Rare mineral formation provides a glimpse at the Earth’s mantle
Through the analysis of recovered mineral samples that originated from deep inside the Earth’s mantle, scientists can catch a glimpse of the dynamic processes that are occurring under our feet, as well as gain further understanding of the history of the mantle layer.
A research team in China recently discovered a rare sample of the mineral majorite they believe originated at least 235 miles below the planet’s surface. Majorite is a type of garnet – a group of silicate minerals – that is only formed at depths greater than 100 miles.
Even more intriguing, this particular majorite sample was encased inside a regular garnet. The researchers also discovered the majorite was rich in ferric iron, which is an oxidized form of iron that is not usually found in this type of mineral. These unique factors led to the scientists investigating the majorite’s origins further.
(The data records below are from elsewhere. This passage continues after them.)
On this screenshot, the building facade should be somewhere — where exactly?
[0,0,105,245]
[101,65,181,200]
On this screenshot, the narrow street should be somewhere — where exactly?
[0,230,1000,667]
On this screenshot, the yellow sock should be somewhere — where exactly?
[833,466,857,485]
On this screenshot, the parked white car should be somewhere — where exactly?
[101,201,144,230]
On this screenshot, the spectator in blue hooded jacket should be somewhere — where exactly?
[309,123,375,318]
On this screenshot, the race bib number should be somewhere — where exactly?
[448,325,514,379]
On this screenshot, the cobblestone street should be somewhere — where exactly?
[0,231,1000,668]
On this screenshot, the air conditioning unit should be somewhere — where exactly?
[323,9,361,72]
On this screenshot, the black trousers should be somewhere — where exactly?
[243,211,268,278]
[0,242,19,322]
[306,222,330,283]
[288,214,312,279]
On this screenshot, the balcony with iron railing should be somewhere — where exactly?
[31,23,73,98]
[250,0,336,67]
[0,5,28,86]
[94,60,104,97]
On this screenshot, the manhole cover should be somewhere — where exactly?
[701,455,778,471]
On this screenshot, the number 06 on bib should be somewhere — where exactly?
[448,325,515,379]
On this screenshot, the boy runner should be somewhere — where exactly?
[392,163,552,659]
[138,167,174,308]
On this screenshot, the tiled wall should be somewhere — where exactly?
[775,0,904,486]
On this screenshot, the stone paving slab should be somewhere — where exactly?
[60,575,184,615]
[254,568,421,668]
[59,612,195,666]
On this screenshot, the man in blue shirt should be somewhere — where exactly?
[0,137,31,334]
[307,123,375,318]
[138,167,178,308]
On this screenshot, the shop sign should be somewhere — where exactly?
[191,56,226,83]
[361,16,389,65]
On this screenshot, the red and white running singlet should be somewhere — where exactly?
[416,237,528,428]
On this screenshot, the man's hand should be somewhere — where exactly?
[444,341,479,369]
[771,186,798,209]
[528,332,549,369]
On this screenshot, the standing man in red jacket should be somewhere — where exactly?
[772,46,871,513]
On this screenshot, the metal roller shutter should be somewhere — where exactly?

The research team – led by Yingwei Fei, a Carnegie experimental petrologist, and Cheng Xu, a field geologist from Peking University – used a multitude of analytical techniques to determine the chemical and structural characteristics of this sample.
In an effort to determine the exact depth of the sample’s origin, they conducted high-pressure experiments that mimicked the formation conditions of natural majorite. From their results, the researchers were able to pinpoint its origin to a depth of almost 250 miles. This would place the majorite formation at the bottom of the soft part of the upper mantle – known as the asthenosphere – which drives plate tectonics.
What makes the discovery of this majorite sample so interesting is that it’s extremely unusual for a high-pressure majorite to survive moving from that depth of origin towards the surface.
In addition, the regular garnet that encased the majorite is usually formed at a much shallower depth of around 125 miles. Thus, this sample’s existence required two separate geological events to explain. The researchers could possibly use this “time capsule” as a way to better understand the history of the Earth’s mantle.
Fei explains, “This two-stage formation process offers us important clues about the mantle’s evolutionary stage at the time when the majorite was first formed.”
The researchers point to the majorite’s location and depth of origin as an indication that this is a relic from the end of an era of supercontinent assembly, which took place a whopping 1.8 billion years ago.
The team hopes to return to the site this summer in order to uncover fresh rocks that will lead to more clues about the processes that are occurring in the Earth’s mantle.
More information on this study can be found in the journal Science Advances.